Another way of finding the point of origin is searching for a V pattern in burned material. Going by the tendency of fire, it is likely that it may burn a wall or other vertical surface in a V pattern where the point of origin is the V.

Fuel containers and other flammable liquids, being accelerants themselves, often hinder the search for true point of origin and arson-related accelerants’ location. It could also have been a fire with multiple origin points, with the arsonist setting various fires in the building or spilling an accelerant or charcoal fluid throughout the structure.

CSI’s can estimate the fire’s intensity at a particular place by assessing the effect on structural materials. While glass melts at 1500 degrees Fahrenheit, extremely intense heat also causes steel beams to buckle. Another indication of high heat is the crackling or flaking off walls and floors, while wooden beams, floors, or walls may leave behind an alligator skin-like pattern after being scorched. The hottest point of the fire is where the smallest scales are.

CSI’s can also ascertain the fire path and locate the point of origin based on the time at which fire alarms set off if the building is fixed with smoke detectors.

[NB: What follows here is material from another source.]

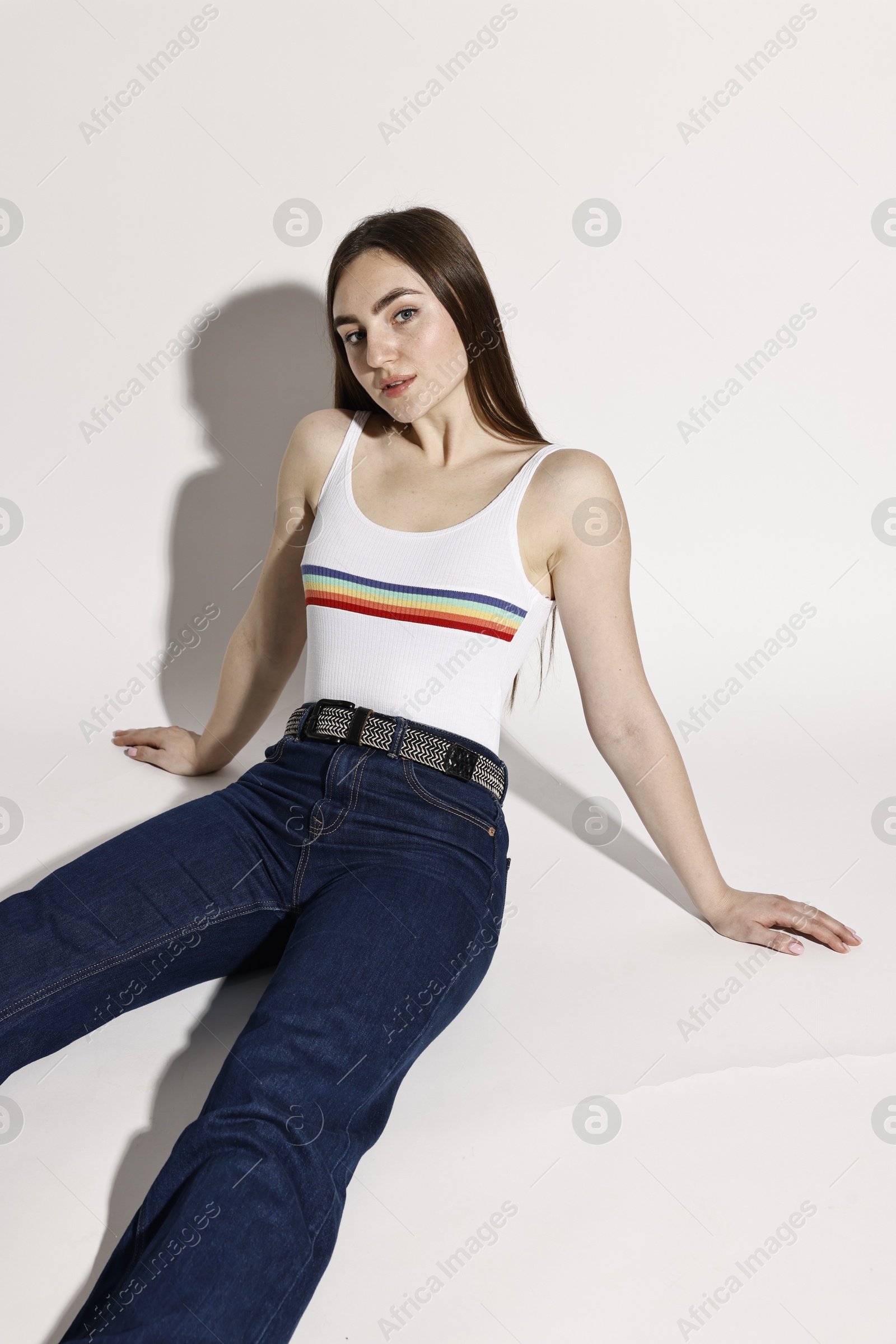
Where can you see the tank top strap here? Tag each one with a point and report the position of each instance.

Arson investigators may be left challenged if liquid or volatile fluids were used since they spread easily. For example, if the arson perpetrator spreads paint thinner on the floor, it is likely to spread throughout, flowing down any slopes or stairs. Thus, on the occasion of a fire, the point of origin is majorly spread out. Methane gas, too, is a volatile fluid that will diffuse in all directions till the container is filled, and on being set on fire, they may explode, making it impossible to locate the point of origin.